At the age of 18, most people are trying to decide what college to go to or contemplating which career to get into. However, Austin Fickman, the son of film director Andy Fickman, founded the first ever Laguna Film Festival at the age of 18.

Laguna Niguel Regency Theaters hosted the Laguna Film Festival on Oct. 16 to 18, and left their doors open for regular matinees maintaining their hours of operation along side the festival.

Actresses Lucy Hale (Pretty Little Liars) and Shanola Hampton (Shameless) made guest appearances throughout day one and two and attracted hordes of people to the festival.

The inaugural film fest featured 76 short films from over 69 countries. The nine categories ranged from: documentary, animation, drama, sci-fi, comedy, horror, experimental, youth produced shorts, film school produced shorts and celebrity produced shorts.

Of the short films submitted, “Alzheimers: a love story” was awarded best short film overall and documentary, as well as the audience choice for best documentary.

Due to time constraints the experimental category was cut from the Laguna film festival line-up.

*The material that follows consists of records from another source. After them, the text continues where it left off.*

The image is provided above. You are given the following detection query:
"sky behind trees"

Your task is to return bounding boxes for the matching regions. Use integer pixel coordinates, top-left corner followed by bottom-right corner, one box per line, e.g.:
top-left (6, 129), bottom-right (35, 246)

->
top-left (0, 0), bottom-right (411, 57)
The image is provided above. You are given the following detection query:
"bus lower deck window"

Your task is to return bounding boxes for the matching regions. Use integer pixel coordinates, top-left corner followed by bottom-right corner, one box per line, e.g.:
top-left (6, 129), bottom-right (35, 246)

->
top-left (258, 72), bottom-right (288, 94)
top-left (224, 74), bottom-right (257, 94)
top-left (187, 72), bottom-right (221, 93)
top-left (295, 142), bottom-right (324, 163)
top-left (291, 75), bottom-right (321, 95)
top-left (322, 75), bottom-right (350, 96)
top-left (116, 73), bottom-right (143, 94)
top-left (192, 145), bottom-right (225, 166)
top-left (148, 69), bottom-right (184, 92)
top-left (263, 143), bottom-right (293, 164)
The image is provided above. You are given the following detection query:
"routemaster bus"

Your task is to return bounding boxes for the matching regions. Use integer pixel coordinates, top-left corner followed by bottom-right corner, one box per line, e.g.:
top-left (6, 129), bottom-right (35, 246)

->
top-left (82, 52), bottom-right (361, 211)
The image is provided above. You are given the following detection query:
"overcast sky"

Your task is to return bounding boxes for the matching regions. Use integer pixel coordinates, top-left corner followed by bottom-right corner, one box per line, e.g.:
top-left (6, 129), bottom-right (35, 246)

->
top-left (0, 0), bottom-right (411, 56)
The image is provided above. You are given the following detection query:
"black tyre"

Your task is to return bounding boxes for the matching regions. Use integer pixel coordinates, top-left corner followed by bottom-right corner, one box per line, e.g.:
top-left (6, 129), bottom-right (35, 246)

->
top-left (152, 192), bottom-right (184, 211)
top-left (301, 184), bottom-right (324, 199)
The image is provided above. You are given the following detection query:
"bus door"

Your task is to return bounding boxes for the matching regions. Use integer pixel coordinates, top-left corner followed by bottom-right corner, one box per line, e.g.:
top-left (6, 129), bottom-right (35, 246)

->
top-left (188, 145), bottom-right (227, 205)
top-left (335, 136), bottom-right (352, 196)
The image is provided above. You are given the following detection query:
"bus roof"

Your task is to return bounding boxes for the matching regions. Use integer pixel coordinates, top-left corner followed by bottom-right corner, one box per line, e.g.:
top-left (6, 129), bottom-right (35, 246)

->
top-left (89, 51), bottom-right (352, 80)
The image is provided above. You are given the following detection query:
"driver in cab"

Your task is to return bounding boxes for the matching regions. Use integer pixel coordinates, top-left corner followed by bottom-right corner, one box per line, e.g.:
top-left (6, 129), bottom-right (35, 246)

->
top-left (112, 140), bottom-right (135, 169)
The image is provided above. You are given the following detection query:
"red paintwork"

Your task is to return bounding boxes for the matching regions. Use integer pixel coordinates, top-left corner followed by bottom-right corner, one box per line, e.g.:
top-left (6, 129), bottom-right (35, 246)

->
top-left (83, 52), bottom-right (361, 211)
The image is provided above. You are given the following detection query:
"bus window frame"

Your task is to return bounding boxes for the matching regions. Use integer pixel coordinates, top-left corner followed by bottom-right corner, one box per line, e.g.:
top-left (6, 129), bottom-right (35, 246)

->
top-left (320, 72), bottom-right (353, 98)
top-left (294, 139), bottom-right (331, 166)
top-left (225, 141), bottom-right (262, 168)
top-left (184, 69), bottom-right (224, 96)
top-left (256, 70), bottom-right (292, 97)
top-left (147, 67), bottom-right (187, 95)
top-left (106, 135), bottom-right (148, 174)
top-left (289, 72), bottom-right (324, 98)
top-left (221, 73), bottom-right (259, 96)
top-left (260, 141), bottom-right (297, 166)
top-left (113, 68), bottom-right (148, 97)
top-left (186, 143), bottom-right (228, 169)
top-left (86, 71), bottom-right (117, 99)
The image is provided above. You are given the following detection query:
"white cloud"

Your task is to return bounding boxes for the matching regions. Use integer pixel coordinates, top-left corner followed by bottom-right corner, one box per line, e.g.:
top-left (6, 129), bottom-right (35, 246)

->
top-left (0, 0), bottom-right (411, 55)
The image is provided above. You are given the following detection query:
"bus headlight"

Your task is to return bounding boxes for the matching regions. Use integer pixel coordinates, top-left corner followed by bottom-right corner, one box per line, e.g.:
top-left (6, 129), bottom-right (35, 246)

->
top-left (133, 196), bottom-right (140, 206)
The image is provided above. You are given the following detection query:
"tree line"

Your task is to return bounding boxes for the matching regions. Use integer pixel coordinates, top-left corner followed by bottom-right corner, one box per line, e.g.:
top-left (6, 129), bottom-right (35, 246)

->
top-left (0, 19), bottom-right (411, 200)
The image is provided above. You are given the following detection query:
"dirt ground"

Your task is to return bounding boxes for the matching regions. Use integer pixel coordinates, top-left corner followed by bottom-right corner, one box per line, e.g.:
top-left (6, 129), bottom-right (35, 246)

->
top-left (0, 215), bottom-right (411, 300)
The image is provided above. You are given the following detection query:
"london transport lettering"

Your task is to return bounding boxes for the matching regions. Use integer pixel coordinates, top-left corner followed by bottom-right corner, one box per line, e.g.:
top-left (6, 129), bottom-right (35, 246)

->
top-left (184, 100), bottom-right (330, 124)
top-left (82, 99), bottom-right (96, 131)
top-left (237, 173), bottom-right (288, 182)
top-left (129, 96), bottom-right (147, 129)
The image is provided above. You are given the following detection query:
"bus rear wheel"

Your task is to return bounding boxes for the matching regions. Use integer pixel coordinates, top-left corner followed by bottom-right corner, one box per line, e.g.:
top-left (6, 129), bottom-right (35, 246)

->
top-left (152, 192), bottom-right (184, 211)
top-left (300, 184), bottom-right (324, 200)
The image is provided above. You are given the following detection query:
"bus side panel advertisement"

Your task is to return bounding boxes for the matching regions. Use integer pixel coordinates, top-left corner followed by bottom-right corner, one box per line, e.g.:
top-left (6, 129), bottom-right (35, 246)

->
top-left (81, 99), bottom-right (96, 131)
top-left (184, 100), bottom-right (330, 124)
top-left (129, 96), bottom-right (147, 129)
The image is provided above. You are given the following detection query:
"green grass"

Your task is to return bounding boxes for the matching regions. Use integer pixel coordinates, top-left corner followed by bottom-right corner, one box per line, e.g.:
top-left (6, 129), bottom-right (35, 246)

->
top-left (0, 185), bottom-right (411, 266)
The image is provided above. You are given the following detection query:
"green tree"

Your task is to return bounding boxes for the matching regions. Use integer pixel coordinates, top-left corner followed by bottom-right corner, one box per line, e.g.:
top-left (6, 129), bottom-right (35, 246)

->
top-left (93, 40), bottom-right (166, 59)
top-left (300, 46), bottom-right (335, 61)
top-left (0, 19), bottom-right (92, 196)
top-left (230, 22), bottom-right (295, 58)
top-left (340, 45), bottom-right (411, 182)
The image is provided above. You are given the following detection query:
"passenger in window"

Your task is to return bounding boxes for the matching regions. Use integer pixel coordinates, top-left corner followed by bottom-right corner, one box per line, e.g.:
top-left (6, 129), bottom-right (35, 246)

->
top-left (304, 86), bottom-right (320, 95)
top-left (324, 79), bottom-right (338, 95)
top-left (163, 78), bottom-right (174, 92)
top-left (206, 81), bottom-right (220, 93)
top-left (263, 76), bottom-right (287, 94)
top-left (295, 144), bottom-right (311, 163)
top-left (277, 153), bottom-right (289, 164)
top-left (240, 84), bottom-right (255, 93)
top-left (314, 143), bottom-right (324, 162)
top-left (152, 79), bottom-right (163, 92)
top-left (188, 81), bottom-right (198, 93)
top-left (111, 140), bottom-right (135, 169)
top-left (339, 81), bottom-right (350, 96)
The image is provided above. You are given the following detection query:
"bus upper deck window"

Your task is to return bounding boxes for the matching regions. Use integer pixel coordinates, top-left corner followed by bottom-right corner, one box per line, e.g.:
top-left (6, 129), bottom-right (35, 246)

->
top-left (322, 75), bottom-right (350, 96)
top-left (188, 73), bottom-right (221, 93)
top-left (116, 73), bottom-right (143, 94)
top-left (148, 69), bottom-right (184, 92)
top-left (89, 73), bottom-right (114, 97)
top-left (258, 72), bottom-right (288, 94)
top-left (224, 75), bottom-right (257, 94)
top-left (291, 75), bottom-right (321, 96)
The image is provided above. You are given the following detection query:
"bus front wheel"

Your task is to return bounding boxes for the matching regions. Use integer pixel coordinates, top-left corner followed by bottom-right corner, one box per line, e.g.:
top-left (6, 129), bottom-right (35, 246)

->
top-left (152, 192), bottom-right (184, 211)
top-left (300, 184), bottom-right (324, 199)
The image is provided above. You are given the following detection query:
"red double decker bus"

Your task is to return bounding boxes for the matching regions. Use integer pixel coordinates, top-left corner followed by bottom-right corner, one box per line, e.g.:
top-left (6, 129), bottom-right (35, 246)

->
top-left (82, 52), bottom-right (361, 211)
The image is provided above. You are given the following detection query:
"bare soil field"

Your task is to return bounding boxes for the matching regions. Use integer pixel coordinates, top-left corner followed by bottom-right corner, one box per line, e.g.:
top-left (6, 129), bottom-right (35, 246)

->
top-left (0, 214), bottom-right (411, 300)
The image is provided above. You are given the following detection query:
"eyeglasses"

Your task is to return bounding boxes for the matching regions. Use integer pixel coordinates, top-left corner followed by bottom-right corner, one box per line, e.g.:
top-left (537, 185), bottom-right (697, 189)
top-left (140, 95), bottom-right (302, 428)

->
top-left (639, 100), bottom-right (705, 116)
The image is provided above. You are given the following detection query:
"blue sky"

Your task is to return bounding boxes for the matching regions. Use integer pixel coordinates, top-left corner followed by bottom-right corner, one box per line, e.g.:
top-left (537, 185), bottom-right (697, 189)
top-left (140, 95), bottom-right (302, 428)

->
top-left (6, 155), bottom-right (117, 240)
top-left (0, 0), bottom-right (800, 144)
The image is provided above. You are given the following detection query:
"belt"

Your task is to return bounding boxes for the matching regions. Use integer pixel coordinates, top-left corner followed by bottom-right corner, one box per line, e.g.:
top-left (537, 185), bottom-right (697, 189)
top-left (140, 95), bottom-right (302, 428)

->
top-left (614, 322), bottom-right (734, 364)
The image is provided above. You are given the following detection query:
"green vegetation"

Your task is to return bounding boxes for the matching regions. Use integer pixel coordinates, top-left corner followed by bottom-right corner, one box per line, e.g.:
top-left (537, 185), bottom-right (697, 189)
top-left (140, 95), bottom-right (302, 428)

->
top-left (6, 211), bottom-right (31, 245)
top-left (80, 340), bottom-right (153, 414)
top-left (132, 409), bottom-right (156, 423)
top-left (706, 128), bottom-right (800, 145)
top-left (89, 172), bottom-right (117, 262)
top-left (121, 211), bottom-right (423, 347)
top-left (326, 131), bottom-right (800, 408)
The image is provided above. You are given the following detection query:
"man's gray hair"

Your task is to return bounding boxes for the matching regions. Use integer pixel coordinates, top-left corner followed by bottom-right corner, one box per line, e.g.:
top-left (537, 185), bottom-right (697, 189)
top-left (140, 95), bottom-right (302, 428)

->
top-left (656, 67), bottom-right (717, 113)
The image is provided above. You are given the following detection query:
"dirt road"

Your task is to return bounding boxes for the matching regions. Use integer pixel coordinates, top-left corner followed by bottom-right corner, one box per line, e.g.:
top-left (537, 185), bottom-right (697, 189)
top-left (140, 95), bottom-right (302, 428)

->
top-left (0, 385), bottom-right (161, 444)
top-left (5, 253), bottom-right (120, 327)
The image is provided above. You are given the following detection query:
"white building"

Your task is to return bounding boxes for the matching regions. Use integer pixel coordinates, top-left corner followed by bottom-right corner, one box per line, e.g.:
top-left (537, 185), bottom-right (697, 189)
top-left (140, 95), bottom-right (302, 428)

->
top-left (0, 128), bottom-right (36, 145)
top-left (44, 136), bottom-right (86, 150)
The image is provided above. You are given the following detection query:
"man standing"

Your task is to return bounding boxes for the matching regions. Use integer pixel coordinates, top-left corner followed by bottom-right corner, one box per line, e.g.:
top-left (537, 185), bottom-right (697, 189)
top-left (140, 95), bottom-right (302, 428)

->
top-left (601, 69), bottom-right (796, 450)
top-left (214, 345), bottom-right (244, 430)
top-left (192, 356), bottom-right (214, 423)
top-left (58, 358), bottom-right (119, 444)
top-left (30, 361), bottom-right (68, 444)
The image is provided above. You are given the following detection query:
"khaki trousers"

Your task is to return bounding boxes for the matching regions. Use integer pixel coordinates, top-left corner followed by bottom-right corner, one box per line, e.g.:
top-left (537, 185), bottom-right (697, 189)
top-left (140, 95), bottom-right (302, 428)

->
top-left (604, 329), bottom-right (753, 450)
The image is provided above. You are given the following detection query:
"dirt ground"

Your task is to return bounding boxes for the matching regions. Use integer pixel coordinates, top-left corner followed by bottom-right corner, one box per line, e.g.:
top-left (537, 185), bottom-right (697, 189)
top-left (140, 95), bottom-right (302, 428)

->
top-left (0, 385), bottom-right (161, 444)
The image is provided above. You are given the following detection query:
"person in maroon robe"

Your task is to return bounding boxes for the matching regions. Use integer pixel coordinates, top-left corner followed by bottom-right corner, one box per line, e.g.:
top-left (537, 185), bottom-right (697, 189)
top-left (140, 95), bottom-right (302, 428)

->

“Experimental is such a niche category we had a few at the end of the day it was about 20 minutes total of experimental shorts we were trying out the best way to accommodate that one. We didn’t have enough content for that (category) and we were already cutting it close, time-wise we didn’t have enough time to do it unfortunately,” said Fickman

The film fest gave an opportunity to film makers from around the world to network and feed off of each other and gain secondhand experience in film.

Director of “Treehugger” Kira Bursky reflected on the opportunity it gave young filmmakers to network with one another and her receiving an award for her film.

“I feel really honored and happy, these are the first awards that I have received for Treehugger. I feel honored because there are a lot of talented filmmakers and films here.” Bursky said.

Though many films were submitted, not everyone involved in each respective film could make it to the festival.

The judges will donate their time and meet with every winner from each category and discuss their film, giving those that couldn’t make the trip a chance to network as well.

Fickman is already planning next year’s Laguna Film Festival, coming up with avenues to expand and incorporate more films.

“We already have some ideas for next year on how we can restructure and add-on if we want to do a Thursday through Sunday thing, to get that extra day and feature more work and possibly have two screenings of one film for those who miss it. The people at Regency have been nothing but mazing to us, the facility is amazing,” said Fickman. “This is such a perfect venue you have Hollywood movies screening and arthouse films. You get such a variety at this theatre. This is definitely going to be the permanent home for this festival.”